The reason YouTube quality suffers is two fold. They recompress every
video you upload and they show all videos in an unusual size. Normal
sizes are 480 x 360, 400 x 300 or 320 x 240. YouTube uses 424 x 318.
Furthermore, YouTube doesn't care what format your original video is
in, they recompress EVERY video that is uploaded.
Video Compression
What exactly is "compression" and what does it mean to you?
When you take a raw video, whether full motion - something that comes
from your digital camcorder, or "presentation" - a video made
from a Power Point presentation or put together with stills and text
screens you usually run it through a production process.
This production process uses a variety of "codecs" to put
together the video in a final form. Each media file type - WMV, SWF,
MOV etc, uses a different codec to compress the raw video. Some codecs
are better than others for full motion videos, others shine at screen
capture and text frames.
You'll need to play with your video software to find the best codec
and values that will work with your raw footage to produce a crisp, clear
finished video with a soundtrack that doesn't make your voiceovers sound
like they were done on a 98 cent Radio Shack microphone and recorded
in a sewer.
Regardless of what codec you use to produce your final cut, bear in
mind that your video will be compressed. YouTube then takes that compressed
production and savagely recompresses it even further. The result isn't
too awful on full motion videos. Those may be a bit blurry, but generally
they come across fairly well.
YouTube will really hurt any video that has text or screenshots. If
you're trying to show someone how to do something onscreen that involves
following cursor movements and screenshots, they probably won't be able
to read anything on that screen. It will come through blurry and the
letters often have a "halo" effect that will make any text
unreadable.
YouTube Solutions
First - remember the finished size, odd though it is, that will be used
by YouTube. Produce your video in that size - 424 pixels x 318 pixels. NEVER
go smaller. It is impossible to make something larger and still
have decent quality.
You can, however, take something bigger and make it smaller and still
have good results. A quick fix that sometimes works with YouTube is to
double the size of the video during production. Thus, when YouTube compresses
your creation, it will lose some definition, but still retain enough
to be reasonably crisp and clear.
Doubling will produce a very odd size of 848 x 636. You can even triple
the size on short videos to 1272 x 954. These settings maintain the industry
standard 4:3 ratio. What this means is that the video is 4 units wide
and 3 units tall. This is a standard that all commonly used video editing
programs and codecs are built on.
This works best on full motion videos and screen recordings.
The Apple Solution
Apple shines when it comes to any sort of image or video manipulation.
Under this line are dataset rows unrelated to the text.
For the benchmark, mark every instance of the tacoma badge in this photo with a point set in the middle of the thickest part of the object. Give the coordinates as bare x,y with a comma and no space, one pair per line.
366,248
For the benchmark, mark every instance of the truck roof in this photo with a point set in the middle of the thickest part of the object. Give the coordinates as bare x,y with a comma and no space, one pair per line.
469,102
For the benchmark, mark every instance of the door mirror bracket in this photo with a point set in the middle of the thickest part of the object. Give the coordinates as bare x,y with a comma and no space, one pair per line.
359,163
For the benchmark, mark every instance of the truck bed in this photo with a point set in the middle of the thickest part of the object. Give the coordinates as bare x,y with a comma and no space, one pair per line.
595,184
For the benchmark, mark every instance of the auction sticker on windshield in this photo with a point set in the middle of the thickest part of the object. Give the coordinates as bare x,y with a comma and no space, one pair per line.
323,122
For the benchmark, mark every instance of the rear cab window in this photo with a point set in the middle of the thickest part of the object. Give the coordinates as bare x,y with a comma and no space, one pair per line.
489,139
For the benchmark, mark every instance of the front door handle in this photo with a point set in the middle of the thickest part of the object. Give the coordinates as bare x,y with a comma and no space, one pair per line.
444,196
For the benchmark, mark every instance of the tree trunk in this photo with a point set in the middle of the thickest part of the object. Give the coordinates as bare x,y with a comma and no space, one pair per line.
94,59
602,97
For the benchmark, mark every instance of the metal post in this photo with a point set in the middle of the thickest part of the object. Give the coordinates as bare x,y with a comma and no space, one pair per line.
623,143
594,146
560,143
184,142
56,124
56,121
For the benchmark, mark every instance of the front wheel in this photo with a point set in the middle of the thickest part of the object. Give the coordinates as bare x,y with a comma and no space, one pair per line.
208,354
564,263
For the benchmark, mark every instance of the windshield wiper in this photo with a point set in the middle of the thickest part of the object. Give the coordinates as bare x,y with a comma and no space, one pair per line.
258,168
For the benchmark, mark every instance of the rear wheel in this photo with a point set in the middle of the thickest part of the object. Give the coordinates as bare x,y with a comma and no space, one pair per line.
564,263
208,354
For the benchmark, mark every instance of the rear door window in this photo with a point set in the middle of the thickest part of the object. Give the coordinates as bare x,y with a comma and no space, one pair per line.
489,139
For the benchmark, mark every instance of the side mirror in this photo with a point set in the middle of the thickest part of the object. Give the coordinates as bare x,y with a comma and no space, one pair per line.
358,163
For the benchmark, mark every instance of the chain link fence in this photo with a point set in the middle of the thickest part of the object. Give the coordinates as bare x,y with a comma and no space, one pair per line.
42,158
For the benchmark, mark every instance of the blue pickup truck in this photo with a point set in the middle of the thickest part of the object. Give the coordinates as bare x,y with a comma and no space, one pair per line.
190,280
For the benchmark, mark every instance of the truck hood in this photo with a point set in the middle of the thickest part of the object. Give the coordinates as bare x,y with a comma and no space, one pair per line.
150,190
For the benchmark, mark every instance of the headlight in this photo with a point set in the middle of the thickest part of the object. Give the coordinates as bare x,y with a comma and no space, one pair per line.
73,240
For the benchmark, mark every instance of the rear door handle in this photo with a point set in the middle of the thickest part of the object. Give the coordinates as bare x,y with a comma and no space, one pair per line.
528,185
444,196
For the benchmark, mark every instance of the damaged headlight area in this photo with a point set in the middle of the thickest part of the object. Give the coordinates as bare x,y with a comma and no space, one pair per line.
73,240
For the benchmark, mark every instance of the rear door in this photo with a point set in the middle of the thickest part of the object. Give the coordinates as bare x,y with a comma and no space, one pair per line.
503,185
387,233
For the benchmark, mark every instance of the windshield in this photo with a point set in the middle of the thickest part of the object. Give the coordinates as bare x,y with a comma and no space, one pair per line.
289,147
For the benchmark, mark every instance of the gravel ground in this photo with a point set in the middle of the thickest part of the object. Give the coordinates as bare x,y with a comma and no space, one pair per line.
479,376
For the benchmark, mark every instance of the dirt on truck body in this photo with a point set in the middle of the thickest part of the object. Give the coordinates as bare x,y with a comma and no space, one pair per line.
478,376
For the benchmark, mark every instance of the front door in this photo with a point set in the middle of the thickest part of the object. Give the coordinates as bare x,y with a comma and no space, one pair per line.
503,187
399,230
The .MOV output from Apple is ideally suited for low motion and text
based movies. Unfortunately this also produces a larger sized video
than an MPEG or WMV format, so watch your size!
You can get about 3-4 minutes of low motion video using the .MOV format
outlined below in your 100 MB size limit for YouTube. Remember - this
setting is for screenshots and text, NOT full motion video.
You'll want to use the Photo-JPG codec, Tru Color (24 bit) with an Automatic
frame rate.
Most video editing programs come with the Apple codecs as part of their
system. You don't need to own an Apple computer to make videos using
Apple .MOV codecs.
Camtasia Solutions
If you own Camtasia Studio, experiment with the Zoom and Pan feature.
Sometimes the judicious use of Zoom can make important text readable
as you travel around the screen you are filming. Zoom can be used as
you film, or in later versions of Camtasia it can be added to the video
during editing.
If you're using titles or text boxes use a very legible font. Make
it BIG, 18 pixels or more so the halo effects and fuzziness
won't affect readability.
Take some time to test different production settings with YouTube or
any other site with quality issues. Yes, it may take a day or two to
submit different production videos to YouTube until you get the results
you need. This is time well spent for marketers. If your video production
looks crisp, clear and has clean text, while your competition has merely
tossed up a vid that comes through the YouTube compression looking fuzzy,
illegible and very unprofessional, who do you think will get more clicks?